Estos hechos se acumularían «hasta representar cifras importantes del PBI actual», dice el estudio, presentado ayer en un evento paralelo a la conferencia de ONU sobre el cambio climático en Copenhague.

Las estimaciones de la Comisión Económica para América Latina y el Caribe (CEPAL) se basan en cálculos de 15 países: Argentina, Belice, Bolivia, Chile, Costa Rica, Ecuador, El Salvador, Guatemala, Honduras, México, Nicaragua, Panamá, Paraguay, República Dominicana y Uruguay.

«Aunque es la segunda región mundial que menos gases de efecto invernadero emite detrás de África, América Latina y el Caribe están sufriendo los efectos del calentamiento global más que ninguna otra», asevera el informe. «De ahí la urgencia de que la región cuente con apoyo tecnológico y financiero de los países desarrollados en sus esfuerzos de adaptación y mitigación del fenómeno», sostiene.

El reporte hace hincapié en que los costos económicos son muy heterogéneos entre países y regiones y tendrán un comportamiento poco predecible (no lineal) a lo largo del actual siglo.

«Por ejemplo, algunas naciones tendrían beneficios temporales en sus sectores agrícolas como consecuencia de aumentos de temperatura menores a 2°C y los cambios en las precipitaciones, aunque en el largo plazo predominarían los efectos negativos», precisa.

Para el estudio, con un incremento de la temperatura planetaria superior a 3°C, algunos países o regiones podrían perder hasta 30% o 40% de su biodiversidad.

Cepal afirma que la Argentina, Chile y Uruguay «tendrían efectos positivos en su productividad agrícola si la temperatura aumentara entre 1,5°C y 2°C en el período 2030-2050», aunque advierte que «si se traspasa este umbral de temperatura los efectos serán negativos».

Para 2100 se calcula que en Bolivia, Chile, Ecuador, Paraguay y Perú «las tierras degradadas oscilarían entre el 22% y 62% del territorio», al tiempo que «disminuirá la disponibilidad de agua, sobre todo en América del Sur», sostiene al documento.

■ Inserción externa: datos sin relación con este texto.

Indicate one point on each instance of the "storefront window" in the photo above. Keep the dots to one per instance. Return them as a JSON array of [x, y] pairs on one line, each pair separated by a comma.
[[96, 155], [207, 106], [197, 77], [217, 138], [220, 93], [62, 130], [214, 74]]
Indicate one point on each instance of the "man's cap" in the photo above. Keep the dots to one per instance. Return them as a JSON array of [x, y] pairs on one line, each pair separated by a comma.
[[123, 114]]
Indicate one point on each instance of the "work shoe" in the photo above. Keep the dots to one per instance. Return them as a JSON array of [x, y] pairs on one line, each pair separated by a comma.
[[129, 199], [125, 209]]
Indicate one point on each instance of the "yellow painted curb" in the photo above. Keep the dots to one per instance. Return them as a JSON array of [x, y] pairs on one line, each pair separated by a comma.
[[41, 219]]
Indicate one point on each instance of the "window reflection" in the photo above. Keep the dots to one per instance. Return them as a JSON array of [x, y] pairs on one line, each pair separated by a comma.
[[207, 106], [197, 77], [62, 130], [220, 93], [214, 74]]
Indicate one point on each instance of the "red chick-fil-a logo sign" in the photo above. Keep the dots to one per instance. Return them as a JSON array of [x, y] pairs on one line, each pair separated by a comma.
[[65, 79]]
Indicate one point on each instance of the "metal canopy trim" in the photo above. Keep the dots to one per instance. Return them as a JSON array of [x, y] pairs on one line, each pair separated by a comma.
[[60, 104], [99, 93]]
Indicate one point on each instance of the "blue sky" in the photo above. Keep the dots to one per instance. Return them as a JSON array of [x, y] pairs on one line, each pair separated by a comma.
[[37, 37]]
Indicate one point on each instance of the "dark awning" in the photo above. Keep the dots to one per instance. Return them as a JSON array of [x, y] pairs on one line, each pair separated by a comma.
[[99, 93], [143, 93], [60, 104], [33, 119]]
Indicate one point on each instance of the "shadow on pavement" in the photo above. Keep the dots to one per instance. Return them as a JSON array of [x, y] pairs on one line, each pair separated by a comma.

«El alza del nivel del mar provocaría desplazamiento de poblaciones y se perderían tierras por inundaciones permanentes. Los pequeños Estados insulares del Caribe se verán muy afectados. Asimismo, podrían desaparecer los manglares en las costas bajas (en Brasil, Colombia, Ecuador, Guayana Francesa y Guyana) y estarían seriamente amenazadas zonas costeras del Río de la Plata (Argentina y Uruguay)», predice.

Precisa que el aumento de la temperatura de la tierra de 3°C «provocaría también una caída en las precipitaciones sobre la Amazonia, causando un sustancial deterioro de las selvas que poseen la biodiversidad más grande del planeta».

De acuerdo con el texto, «la variabilidad climática y los eventos extremos harían que hacia 2100 el costo de los desastres climáticos pase de un promedio anual para el período 2000-2008 de casi 8.600 millones de dólares a un máximo posible de 250.000 millones de dólares.

Es por ello que CEPAL considera fundamental «diseñar una estrategia de política pública regional que permita reducir los impactos más graves del cambio climático».

El reporte de la CEPAL contó con la colaboración de los gobiernos de Alemania, Dinamarca, España y Reino Unido, así como la Unión Europea, el Banco Interamericano de Desarrollo (BID), el Mecanismo Mundial de la Convención de las Naciones Unidas de Lucha contra la Desertificación y una amplia red de instituciones académicas y de investigación.